Reference is made to that certain Indenture governing the Exchangeable Senior Secured Notes due 2012 (the “Notes”), dated January 11, 2008, as amended on March 14, 2008 (as so amended from time to time, the “Indenture”), by and between Whitehorse Technology Limited (the “Company”) and DB Trustees (Hong Kong) Limited, as trustee (the “Trustee” or “DB Trustees”). Capitalized terms used herein shall have the meanings assigned to them in the Indenture unless otherwise indicated.

Abax Lotus Ltd., on behalf of Abax Nai Xin A Ltd. and Abax Jade Ltd., as the current holders of all outstanding Notes, (together, the “Existing Noteholders”) and the Company hereby irrevocably instruct you, in your capacity as paying agent and security agent, as follows:

  1.

To immediately wire US$1,000,000, which amount is currently held in escrow in the account of the Trustee, to the Existing Noteholders through Euroclear.

     
  2.

To immediately:


  a.

wire US$30,000,000 to the Existing Noteholders through Euroclear;

     
  b.

cancel an aggregate of 52% of all of the outstanding Note, and

     
  c.

return to the Company 8,800,000 shares of the Common Stock, which shares were pledged as Collateral for the Notes pursuant to Share Pledge Agreement.

Each of the Company and Existing Noteholders hereby agree that DB Trustees shall not have any liability to the Company or the Existing Noteholders arising out of its action taken pursuant to this instruction letter.

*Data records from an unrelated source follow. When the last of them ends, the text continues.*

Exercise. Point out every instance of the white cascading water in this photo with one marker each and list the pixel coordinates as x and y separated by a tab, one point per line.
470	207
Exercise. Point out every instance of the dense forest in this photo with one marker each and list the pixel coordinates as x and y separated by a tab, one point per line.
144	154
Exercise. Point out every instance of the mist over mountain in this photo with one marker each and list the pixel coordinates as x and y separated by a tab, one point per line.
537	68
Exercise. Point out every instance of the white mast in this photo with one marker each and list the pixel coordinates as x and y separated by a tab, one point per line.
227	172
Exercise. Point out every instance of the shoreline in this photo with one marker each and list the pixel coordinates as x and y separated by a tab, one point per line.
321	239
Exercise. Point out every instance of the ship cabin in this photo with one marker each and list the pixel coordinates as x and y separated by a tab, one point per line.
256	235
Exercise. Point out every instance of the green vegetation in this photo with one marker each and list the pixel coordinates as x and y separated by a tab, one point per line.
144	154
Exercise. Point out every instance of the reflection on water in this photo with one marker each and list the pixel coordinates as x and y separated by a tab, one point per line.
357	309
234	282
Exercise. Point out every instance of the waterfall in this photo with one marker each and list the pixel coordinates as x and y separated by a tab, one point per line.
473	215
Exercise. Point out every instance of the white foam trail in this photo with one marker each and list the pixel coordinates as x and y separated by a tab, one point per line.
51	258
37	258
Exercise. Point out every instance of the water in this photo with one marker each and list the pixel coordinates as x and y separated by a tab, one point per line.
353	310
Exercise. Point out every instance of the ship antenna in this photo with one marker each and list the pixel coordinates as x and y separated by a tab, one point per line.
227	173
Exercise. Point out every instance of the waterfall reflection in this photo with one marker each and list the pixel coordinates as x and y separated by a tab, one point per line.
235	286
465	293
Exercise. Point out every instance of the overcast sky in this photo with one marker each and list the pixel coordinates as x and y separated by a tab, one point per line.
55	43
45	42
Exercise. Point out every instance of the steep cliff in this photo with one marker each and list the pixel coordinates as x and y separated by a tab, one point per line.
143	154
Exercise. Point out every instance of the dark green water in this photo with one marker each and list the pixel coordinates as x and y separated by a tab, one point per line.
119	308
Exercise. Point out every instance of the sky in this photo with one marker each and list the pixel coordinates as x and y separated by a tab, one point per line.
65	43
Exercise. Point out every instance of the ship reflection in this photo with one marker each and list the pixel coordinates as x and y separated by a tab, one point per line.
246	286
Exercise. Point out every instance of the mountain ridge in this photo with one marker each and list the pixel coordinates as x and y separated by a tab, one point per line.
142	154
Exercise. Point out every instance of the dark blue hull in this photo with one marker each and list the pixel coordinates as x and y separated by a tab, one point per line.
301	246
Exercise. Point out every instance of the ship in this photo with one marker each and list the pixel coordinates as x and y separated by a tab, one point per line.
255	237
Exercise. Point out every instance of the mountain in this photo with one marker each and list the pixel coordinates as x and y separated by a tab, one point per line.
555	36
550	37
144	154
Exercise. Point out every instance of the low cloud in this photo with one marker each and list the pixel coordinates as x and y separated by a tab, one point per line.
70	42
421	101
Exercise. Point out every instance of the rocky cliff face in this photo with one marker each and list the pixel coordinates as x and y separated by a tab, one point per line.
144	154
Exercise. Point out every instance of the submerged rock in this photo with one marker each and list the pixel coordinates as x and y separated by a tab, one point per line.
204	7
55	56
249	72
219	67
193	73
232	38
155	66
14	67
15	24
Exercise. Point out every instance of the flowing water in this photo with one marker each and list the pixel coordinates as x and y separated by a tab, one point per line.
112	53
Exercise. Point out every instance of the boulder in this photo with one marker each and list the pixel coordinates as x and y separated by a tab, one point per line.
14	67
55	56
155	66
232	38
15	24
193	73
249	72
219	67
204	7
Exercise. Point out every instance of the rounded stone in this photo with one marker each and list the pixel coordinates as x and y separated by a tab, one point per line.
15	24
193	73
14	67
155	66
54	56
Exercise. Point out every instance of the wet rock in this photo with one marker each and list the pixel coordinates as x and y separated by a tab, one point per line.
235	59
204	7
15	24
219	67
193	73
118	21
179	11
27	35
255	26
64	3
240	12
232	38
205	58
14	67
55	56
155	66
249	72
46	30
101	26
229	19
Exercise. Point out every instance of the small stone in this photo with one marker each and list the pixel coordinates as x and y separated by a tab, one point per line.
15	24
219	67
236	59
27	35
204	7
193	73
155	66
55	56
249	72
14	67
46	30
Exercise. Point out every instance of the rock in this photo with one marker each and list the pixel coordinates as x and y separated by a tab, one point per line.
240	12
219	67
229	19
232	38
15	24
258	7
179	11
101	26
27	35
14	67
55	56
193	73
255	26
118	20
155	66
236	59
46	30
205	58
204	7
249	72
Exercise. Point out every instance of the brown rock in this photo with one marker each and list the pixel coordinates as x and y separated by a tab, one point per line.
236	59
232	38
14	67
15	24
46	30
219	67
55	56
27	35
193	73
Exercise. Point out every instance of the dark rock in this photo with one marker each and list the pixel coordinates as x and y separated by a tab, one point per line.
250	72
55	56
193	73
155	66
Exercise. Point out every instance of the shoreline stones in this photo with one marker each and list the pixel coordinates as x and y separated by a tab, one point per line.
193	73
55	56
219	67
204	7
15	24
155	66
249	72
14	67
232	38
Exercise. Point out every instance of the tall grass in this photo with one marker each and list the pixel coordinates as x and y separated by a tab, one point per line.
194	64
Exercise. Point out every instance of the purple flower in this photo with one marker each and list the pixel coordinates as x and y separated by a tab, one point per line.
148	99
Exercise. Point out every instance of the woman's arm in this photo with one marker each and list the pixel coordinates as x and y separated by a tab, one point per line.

The Company shall indemnify DB Trustee and hold it harmless against any loss, liability, damage or expense (including reasonable attorneys’ fees) that DB Trustee may incur as a result of acting in accordance with this instruction letter, except for any loss, liability, damage or expense arising from its own gross negligence or willful misconduct.


Sincerely,
 
ABAX NAI XIN A LTD.   ABAX JADE LTD.  
       
By:   By:  
Name:   Name:  
Title:   Title:  
     
WHITEHORSE TECHNOLOGY LIMITED      
       
By:      
Name:      
Title:      
ACCEPTED AND AGREED BY DB TRUSTEES:      
       
DB Trustees (Hong Kong) Limited, as the Trustee,      
Paying Agent and Security Agent      
    Date:  
By:      
Name:      
Title:      


EXHIBIT A-2

IRREVOCABLE JOINT INSTRUCTION LETTER TO THE TRUSTEE
(FINAL CLOSING)

DB Trustees (Hong Kong) Limited
48th Floor, Cheung Kong Center
2 Queen’s Road Central
Hong Kong
Attention: Edward Chiu

________, 2010

RE: Irrevocable joint instructions

Dear Mr. Chiu:

Reference is made to that certain Indenture governing the Exchangeable Senior Secured Notes due 2012 (the “Notes”), dated January 11, 2008, as amended on March 14, 2008 (as so amended from time to time, the “Indenture”), by and between Whitehorse Technology Limited (the “Company”) and DB Trustees (Hong Kong) Limited, as trustee (the “Trustee” or “DB Trustees”). Capitalized terms used herein shall have the meanings assigned to them in the Indenture unless otherwise indicated.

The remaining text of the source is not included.